Soluble breaker materials may also tend to leak off into the
formation, where they are no longer effective.
[0007] Historically, the industry has used a method for selectively
reducing the water production from a hydrocarbon reservoir. The
treatment fluid is comprised of 5-40 weight percent of a
water-immiscible dissolved compound based on a cyclic carbonic acid
such as abietic acid and capable of forming a precipitate that is
substantially soluble in hydrocarbon and substantially insoluble in
water. This system, however, does not impart long-lasting
effectiveness in higher permeability rocks.
Another historical approach uses a chemical treatment that
selectively reduces water production. Such treatments employ
polymeric relative permeability modifier and an organosilicon
compound. Although the relative permeability modifiers are
effective in reducing the water, they also reduce oil production to
some extent.
[0008] Embodiments of the present invention provide further
approaches and methods to improve the clean-up of hydraulic
fracturing treatments.
SUMMARY
[0009] Embodiments of the invention provide methods and apparatus
for using a fluid within a subterranean formation including forming
a fluid comprising an oil-soluble resin acid and an organosilicon
compound and introducing the fluid to the formation, wherein the
relative permeability of the formation increases, and wherein the
production of water is reduced more than if no fluid was introduced
to the formation. Embodiments of the invention provide methods and
apparatus for reducing water production within a subterranean
formation including forming a fluid comprising an oil-soluble resin
acid and an organosilicon compound and introducing the fluid to the
formation, wherein the production of water is reduced more than if
no fluid was introduced to the formation.
BRIEF DESCRIPTION OF THE DRAWINGS
[0010] FIG. 1 is a photograph series comparing treatment fluid (15
wt % calcium resinate) (middle top) diluted with either oil (left)
or brine (right).
DETAILED DESCRIPTION
[0011] The procedural techniques for pumping fluids down a wellbore
to fracture a subterranean formation or to perform other well
services treatments are well known. The person that designs such
treatments is the person of ordinary skill to whom this disclosure
is directed. That person has available many useful tools to help
design and implement the treatments, including computer programs
for simulation of treatments.
[0012] In the summary of the invention and this description, each
numerical value should be read once as modified by the term "about"

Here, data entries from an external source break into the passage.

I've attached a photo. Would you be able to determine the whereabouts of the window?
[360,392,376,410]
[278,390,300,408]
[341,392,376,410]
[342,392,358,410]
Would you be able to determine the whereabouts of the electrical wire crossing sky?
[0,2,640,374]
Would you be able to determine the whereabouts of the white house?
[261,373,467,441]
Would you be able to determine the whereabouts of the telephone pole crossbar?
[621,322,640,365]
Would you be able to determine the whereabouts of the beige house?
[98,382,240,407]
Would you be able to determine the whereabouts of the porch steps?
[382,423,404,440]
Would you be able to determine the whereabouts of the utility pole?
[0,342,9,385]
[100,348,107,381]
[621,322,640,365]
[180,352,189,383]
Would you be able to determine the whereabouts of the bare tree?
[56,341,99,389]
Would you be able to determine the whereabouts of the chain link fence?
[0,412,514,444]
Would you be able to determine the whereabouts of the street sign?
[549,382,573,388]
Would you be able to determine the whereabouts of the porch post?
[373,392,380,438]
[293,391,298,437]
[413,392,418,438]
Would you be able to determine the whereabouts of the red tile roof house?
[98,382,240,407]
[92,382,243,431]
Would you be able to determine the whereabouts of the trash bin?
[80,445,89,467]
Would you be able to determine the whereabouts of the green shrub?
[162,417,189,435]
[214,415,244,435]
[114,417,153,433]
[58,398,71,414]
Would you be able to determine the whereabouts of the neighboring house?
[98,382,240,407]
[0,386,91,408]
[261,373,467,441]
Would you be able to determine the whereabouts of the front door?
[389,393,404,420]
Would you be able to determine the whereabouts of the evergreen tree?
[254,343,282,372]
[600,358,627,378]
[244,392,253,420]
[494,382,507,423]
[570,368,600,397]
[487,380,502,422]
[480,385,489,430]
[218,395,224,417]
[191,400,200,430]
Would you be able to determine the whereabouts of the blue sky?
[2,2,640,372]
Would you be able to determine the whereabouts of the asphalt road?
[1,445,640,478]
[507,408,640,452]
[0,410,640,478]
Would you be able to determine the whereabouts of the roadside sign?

(unless already expressly so modified), and then read again as not
so modified unless otherwise indicated in context. Also, in the
summary of the invention and this detailed description, it should
be understood that a concentration range listed or described as
being useful, suitable, or the like, is intended that any and every
concentration within the range, including the end points, is to be
considered as having been stated. For example, "a range of from 1
to 10" is to be read as indicating each and every possible number
along the continuum between about 1 and about 10. Thus, even if
specific data points within the range, or even no data points
within the range, are explicitly identified or refer to only a few
specific numbers, it is to be understood that inventors appreciate
and understand that any and all data points within the range are to
be considered to have been specified, and that inventors have
disclosed and enabled the entire range and all points within the
range. All percents, parts, and ratios herein are by weight unless
specifically noted otherwise.
[0013] A selective fluid system based on a waxy solid resin soluble
in oil but insoluble in brine with organosilica for water control
problems is needed. Embodiments of the invention provide a fluid
that effectively reduces the water flow for an extended period of
time without causing any damage to the oil zone by blocking the
water zone selectively.
[0014] The fluid system as a solution for water control contains
two different components: 1) oil-soluble, water-insoluble resin
acids (example: calcium salt of abietic acid, commercially known as
DERTOCAL 140.TM. which is commercially available from DRT DAX of
Cedex, France) and 2) an organosilica compound, such as an
organosilane halide or an organosilane alkoxide. The waxy solid
will selectively precipitate in the water zone causing damage to
the water zone and the organosilicon compound will act as an
anchoring agent of the precipitate by anchoring to the formation
surface or surfaces for long-term efficacy. The acids are soluble
in mutual solvents and oil. The reaction is faster if the
organosilicone compound is soluble in the same solvents. Some
embodiments will benefit if the chemicals are in mutual solvent or
oil. Some embodiments will benefit if there is a spacer before
water/brine is pumped to prevent precipitation in the wellbore. In
some embodiments, cleanup can be done with oil easily. Some
embodiments of the composition are best for sandstone formation.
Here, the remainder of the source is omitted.